Big Pharma companies like
Astra Zeneca and others (some making chemotherapy products used in
the treatment of breast cancer) are closely affiliated with “The
Cure” and this conflict of interest does not go un-noticed as
“alternative” medical options are thoroughly pooh-poohed in SGK
literature, while current and new medical “advances” from the
pharmaceutical and medical instruments corporations are touted as the
last best hope.
In the reality beyond the
social events, with the focus on the “she-roe” who can go through
chemo while looking great with a smile on her face, volunteering for
more and more “pink ribbon” events (at which she, as the
survivor, is honored), what the pink ribbon culture does, is ignore
the fact that most women do not fall into a social category that
makes this possible. Those trying to raise a family, continue
working, and deal with the exhausting realities of chemotherapy and
radiation, are not really seen clearly. Those survivors of color,
those with minority group status, and those with financial hardships,
are invited to join the ranksof the activist survivors, but for them,
the pressures of adding activism to their already overloaded lives
can be overwhelming and destructive to their already stressed health;
they often don't have the financial resources and free time. The
ugly realities of cancer, which are documented in many books and
poems, are ignored in a movement that is slowly becoming a media
front to make the disease seem less deadly and more “transformative.”

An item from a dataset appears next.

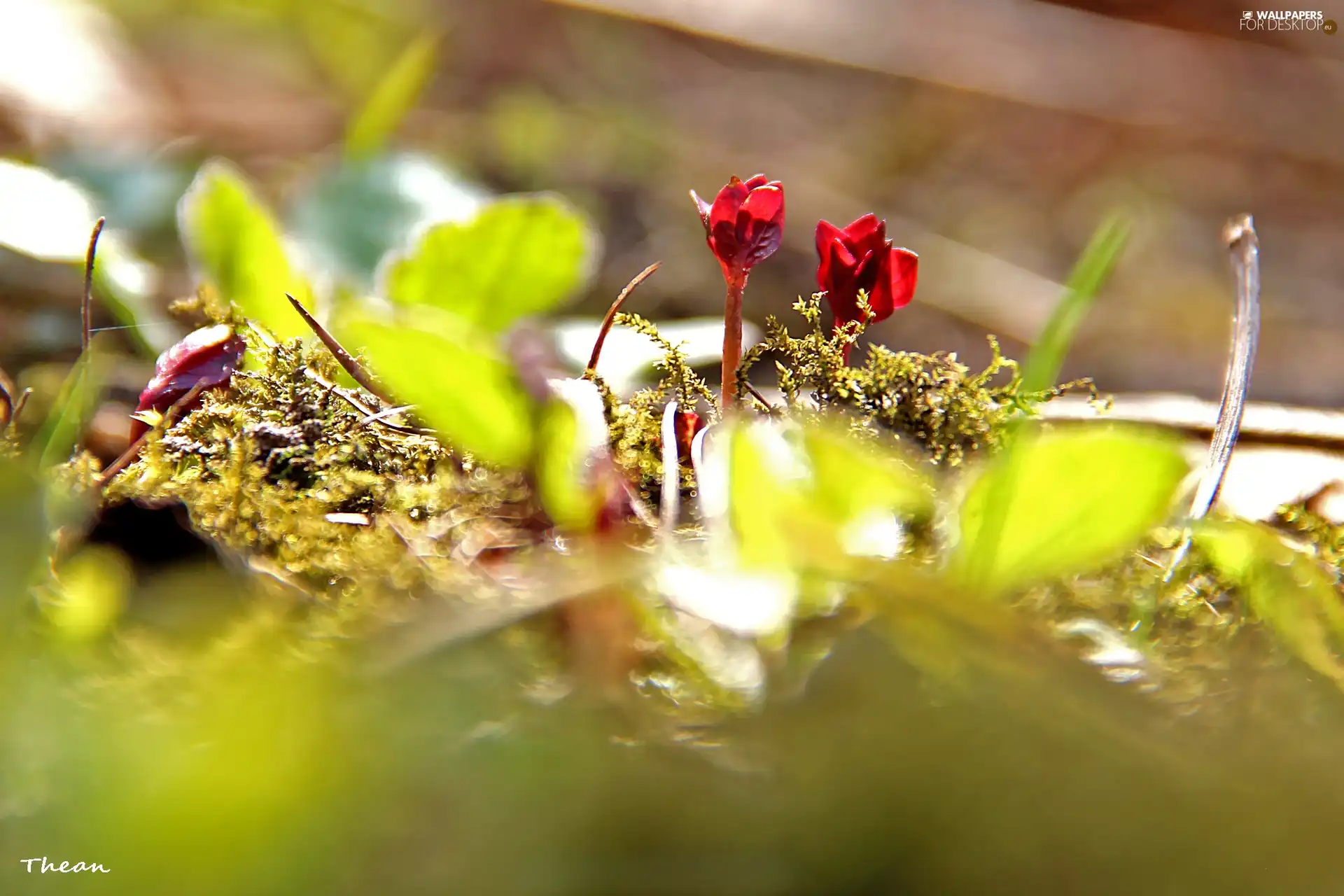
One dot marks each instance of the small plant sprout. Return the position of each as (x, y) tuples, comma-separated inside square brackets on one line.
[(743, 226), (858, 260), (204, 358)]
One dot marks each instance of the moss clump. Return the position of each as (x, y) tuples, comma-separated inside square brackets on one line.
[(262, 465), (927, 400)]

“The centrality of cheerfulness as the primary way to survive
cancer succeeds in blaming the diagnosed for getting cancer in the
first place, limiting women's personal self-expression to sanctioned
cultural scripts that support the cancer system, and giving society
at large the opportunity to look away from the realities of modern
living that give rise to cancer and illness, such as environmental
causes and profit motives within the medical system that preclude any
real investment in prevention.”
Every year more women face a
life that must deal with breast cancer, and for all the hype, not
much in the way of actual progress has emerged from this approach,
nor is it likely to emerge so long as the “feel good” psychology
and focus on practices known to be insufficient continue. Smaller,
more service-oriented groups are being pushed out as large,
well-financed, fashionably-socially-conscious, groups take the
spotlight, along with their sponsors pink products.
As I said, it's a hard book
to read. It's depressing to think that something that we all want to
see succeed is slowly being steered by its donors, but I think, if
breast cancer is ever to really be conquered, we need to know what
Sulik has to say, so that we are reminded not to take things, even
warm, fuzzy, pink things, at face value.